陳烈警覺地抬頭:「幹嘛?想趁我睡著偷襲?」
「你的脊椎側彎還沒好全,長期睡硬板床會加重症狀。」我站起身,拍了拍床單的另一側,「上來。左邊歸你,右邊歸我。中間我會放一個枕頭當界線,越界者,明天早餐取消。」
陳烈愣了一下,眼裡的防備沒那麼重了,但嘴還是硬的:「誰稀罕你的床?剛才不是說有驅蚊水嗎?」
「那是騙你的,成分是水加食用薄荷香精。」我誠實地回答,「而且,今晚降溫,地板太涼,你明天要是感冒發燒,爸媽問起來,我只能說是因為你體質太差。」
陳烈愣了兩秒,突然爆發出一陣怪笑:「哈!原來你也會說謊?學霸也會耍詐?有意思,真有意思!」
他二話不說,像條泥鰍一樣竄上了床,佔據了大半邊江山,還故意把腿伸到我的區域邊緣試探:「喂,界線在哪?我看不見啊。」
我冷靜地將那個枕頭豎立在兩人中間,然後從床頭櫃拿出一瓶溫熱的牛奶遞給他:「喝了。睡前補鈣,有助於骨骼生長,也能讓你少做噩夢。」
陳烈接過牛奶,手頓在半空,眼神複雜地看著我。他大概預想了無數種我會報復他的方式,唯獨沒想過這一杯溫熱的牛奶。

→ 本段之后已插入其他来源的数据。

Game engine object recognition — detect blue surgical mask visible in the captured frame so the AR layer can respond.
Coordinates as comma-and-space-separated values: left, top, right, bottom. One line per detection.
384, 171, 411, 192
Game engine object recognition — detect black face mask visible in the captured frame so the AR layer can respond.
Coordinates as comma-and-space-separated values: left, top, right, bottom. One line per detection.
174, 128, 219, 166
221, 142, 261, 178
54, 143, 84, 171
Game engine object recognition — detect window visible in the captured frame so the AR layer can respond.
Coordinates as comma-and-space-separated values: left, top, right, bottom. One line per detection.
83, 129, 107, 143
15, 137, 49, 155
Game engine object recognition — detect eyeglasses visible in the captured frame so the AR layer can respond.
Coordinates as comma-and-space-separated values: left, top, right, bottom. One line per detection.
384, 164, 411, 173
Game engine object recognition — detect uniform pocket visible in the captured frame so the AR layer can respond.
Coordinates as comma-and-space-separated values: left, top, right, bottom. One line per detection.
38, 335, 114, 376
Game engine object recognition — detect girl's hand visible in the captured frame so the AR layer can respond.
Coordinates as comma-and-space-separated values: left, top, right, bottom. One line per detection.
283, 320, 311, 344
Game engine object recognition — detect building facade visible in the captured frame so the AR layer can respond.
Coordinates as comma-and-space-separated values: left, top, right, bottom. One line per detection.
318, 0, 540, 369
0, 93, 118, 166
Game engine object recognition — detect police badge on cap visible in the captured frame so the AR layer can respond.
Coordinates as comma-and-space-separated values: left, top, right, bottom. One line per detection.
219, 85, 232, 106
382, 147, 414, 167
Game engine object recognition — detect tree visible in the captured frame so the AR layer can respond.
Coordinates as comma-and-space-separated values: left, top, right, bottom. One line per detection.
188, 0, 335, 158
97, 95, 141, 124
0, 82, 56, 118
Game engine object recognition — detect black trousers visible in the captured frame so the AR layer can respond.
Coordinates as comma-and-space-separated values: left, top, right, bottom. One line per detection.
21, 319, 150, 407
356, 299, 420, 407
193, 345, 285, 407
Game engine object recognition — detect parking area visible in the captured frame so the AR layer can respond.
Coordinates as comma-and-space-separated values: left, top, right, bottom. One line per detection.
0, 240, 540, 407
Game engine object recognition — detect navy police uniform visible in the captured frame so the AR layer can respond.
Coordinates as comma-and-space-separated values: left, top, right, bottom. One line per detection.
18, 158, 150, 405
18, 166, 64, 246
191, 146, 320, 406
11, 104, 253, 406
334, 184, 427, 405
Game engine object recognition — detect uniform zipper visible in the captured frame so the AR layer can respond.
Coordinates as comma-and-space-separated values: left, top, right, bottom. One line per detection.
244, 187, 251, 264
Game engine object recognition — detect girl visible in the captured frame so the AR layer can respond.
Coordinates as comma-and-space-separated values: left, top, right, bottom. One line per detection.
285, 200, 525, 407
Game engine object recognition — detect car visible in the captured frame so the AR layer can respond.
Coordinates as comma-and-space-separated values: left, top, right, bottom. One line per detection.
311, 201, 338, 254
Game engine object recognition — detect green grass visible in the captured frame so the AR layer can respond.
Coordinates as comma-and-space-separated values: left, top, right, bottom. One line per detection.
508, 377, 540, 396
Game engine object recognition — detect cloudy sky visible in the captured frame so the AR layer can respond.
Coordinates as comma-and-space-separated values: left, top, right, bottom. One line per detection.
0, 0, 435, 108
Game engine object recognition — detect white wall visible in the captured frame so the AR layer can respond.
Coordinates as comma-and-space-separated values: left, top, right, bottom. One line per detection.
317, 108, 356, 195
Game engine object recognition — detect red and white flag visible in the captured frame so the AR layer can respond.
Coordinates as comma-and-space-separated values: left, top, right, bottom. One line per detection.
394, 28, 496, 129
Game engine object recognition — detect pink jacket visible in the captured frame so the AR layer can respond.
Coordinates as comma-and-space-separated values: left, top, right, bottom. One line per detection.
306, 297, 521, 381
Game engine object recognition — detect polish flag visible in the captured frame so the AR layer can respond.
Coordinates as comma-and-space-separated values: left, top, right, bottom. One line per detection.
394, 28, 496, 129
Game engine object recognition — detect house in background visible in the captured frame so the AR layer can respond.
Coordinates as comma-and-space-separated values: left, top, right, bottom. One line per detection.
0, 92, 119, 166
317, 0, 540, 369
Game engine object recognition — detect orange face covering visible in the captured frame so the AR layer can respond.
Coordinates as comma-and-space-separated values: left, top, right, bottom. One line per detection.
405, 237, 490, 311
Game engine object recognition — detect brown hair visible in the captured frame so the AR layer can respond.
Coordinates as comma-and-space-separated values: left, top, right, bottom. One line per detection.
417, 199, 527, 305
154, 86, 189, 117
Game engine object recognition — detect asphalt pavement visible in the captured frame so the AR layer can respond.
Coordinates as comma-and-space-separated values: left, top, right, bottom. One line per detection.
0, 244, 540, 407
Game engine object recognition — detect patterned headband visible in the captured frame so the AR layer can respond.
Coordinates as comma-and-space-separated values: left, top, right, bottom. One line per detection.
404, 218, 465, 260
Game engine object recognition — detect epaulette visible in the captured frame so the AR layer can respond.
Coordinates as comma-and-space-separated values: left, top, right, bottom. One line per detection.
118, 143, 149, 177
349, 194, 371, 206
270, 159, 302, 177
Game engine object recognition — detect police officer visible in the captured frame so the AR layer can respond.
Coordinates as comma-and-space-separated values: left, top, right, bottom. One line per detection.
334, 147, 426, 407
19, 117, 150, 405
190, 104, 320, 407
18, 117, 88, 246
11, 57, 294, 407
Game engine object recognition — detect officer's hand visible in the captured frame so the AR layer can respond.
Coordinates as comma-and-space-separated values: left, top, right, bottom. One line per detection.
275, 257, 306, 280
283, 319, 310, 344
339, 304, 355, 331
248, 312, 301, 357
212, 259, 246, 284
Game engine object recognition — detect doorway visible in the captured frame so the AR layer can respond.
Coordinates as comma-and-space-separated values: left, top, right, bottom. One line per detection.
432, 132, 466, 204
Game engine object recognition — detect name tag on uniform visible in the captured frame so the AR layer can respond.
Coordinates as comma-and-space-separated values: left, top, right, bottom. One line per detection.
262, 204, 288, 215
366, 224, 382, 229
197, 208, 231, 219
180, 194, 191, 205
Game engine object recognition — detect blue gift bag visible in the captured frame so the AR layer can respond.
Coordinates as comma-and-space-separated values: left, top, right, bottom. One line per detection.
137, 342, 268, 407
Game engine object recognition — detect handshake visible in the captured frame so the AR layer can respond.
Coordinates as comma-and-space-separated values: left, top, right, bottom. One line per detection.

「你到底是什麼意思?」他擰開瓶蓋,狐疑地問,「白天在學校裝不认识,晚上又給我喝奶?你是不是有什麼變態癖好?」
「我只是不想明天在課堂上,旁邊坐著一個因為睡眠不足而流口水、反應遲鈍的同桌,那樣會影響我的聽課效率。」我面不改色地解釋,順手幫他拉好被角,動作熟練得像是做過無數次,「還有,關於保護費的事。」
陳烈身體一僵,握紧了牛奶瓶:「怎麼?想秋後算帳?」
「那筆錢,我記帳了。」我看著他的眼睛,語氣認真,「利滾利,等你哪天不再需要用拳頭來證明自己的時候,連本帶利還給我。在那之前,你的安全歸我管。在校外,沒人敢動你,因為你是我的弟弟。」
陳烈張了張嘴,想說什麼嘲諷的話,卻發現喉嚨像是被那口熱牛奶堵住了一樣。他低下頭,掩飾性地猛灌了一口奶,耳根在昏暗的燈光下微微泛紅。
「切……誰要你管。」他小聲嘀咕,聲音卻沒有了之前的戾氣,「自作多情。」
他喝完牛奶,把空瓶放在床頭,身子往牆邊挪了挪,雖然嘴上說著嫌棄,身體卻老實地縮在了枕頭界線的左側,沒有越界。
「喂,學霸。」黑暗中,他的聲音悶悶地傳來。
「嗯?」
「明天早上……我要吃煎蛋,要單面熟的,蛋黃要流動的那種。不然我就把你藏在床底下的漫畫雜誌全部拿去燒了。」
我忍不住輕笑出聲,關掉了最後一盞燈:「成交。睡吧,陳烈。」
「叫哥!」他在黑暗裡抗議,聲音卻帶著一絲彆扭的軟糯。
「晚安,弟弟。」
「靠……」
罵聲很快消失在均匀的呼吸聲中。
狹小的雙人床上,兩個性格迥異的靈魂,一個理智冷靜,一個狂野不羈,中間隔著一個小小的枕頭界線。窗外月色如水,屋內雖擁擠,卻莫名地生出幾分踏實的暖意。
這對歡喜冤家的故事,才剛剛開始。